Expression month $date evaluates to an integer, from 1 to 12, corresponding to the month number. Expression year $date evaluates to an integer which is a year number. Expression day of month $date evaluates to an integer, from 1 to 31, corresponding to the day of month. Expression day of week $date evaluates to an integer, from 1 to 7, corresponding to the day of week, Monday is 1, Sunday is 7. These expressions can be compared to integers.

Expressions can be compared to literal values with == (equal), /= (not equal), <, <=, >=, > operators. String expressions ($program, $title) can be matched against regular expressions with =~ operator. With these operatorions, the right hand side can be a comma-separated list of literals enclosed in square brackets ([ ..., ..., ]), which succeeds if any of them succeeds.

Regular expressions are written either between slashes (/ regular expression /), or after a letter m followed by any symbol (m c regular expression c, where c is any symbol). The second appearance of that symbol ends the expression. You can find both variants in Example 1, “categorize.cfg.

Complex conditions may be constructed from the simpler ones, using Boolean AND (&&), OR (||), and NOT (!) functions and parentheses.

The syntax

categorize.cfg is a plain text file. Whitespace is insignificant and Haskell-style comments are allowed. A formal grammar is provided in Figure 1, “The formal grammar of categorize.cfg.

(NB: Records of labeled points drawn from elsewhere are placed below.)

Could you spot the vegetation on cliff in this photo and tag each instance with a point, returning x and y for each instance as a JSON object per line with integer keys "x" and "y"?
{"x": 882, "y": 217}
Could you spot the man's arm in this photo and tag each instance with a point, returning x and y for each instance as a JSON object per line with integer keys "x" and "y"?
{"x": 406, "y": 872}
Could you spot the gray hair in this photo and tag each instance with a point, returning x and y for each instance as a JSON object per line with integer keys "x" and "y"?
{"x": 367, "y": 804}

Figure 1. The formal grammar of categorize.cfg

[1]Rules::= [ AliasSpec ] Rule ( (, Rule)* | ( ; Rule)* )  
[2]AliasSpec::=aliases ( Alias (, Alias)* )  
[3]Alias::=Literal -> Literal 
[4]Rule::={ Rules } |
Cond ==> Rule | if Cond then Rule else Rule |
tag Tag
 
[5]Cond::=( Cond ) |
! Cond | Cond && Cond | Cond || Cond |
$active |
String CmpOp String |
String CmpOp [ ListOfString ] |
String =~ RegEx |
String =~ [ ListOfRegex ] |
Number CmpOp Number |
TimeDiff CmpOp TimeDiff |
Date CmpOp Date |
current window Cond |
any window Cond
 
[6]String::= $title |
$program |
$desktop |
format Date |
" string literal "
 
[7]ListOfString::= " string literal " |
" string literal " , ListOfString
 
[8]Number::= $idle |
day of week Date |
day of month Date |
month Date |
year Date |
number literal
 
[9]Date::= $date  
[10]TimeDiff::= $time |
$sampleage |
( Digit )* Digit : Digit Digit
 
[11]Tag::= [ Literal : ] Literal  
[12]RegEx::= / Literal / | m c Literal c /* Where c can be any character. */
[13]ListOfRegex::= " RegEx " |
" RegEx " , ListOfRegex
 
[14]CmpOp::=<= | < | == | > | >= 

A String refers to a double-quoted string of characters, while a Literal is not quoted. Tags may only consist of letters, dashes and underscores, or variable interpolations. A Tag maybe be optionally prepended with a category, separated by a colon. The category itself follows he same lexical rules as the tag. A variable interpolation can be one of the following:

$1, $2,...
will be replaced by the respective group in the last successfully applied regular expression in the conditions enclosing the current rule.
$current.title, $current.program
will be replaced by title the currently active window, resp. by the name of the currently active program. If no window happens to be active, this tag will be ignored.

A regular expression is, like in perl, either enclosed in forward slashes or, alternatively, in any character of your choice with an m (for match) in front. This is handy if you need to use regular expressions that match directory names. Otherwise, the syntax of the regular expressions is that of perl-compatible regular expressions.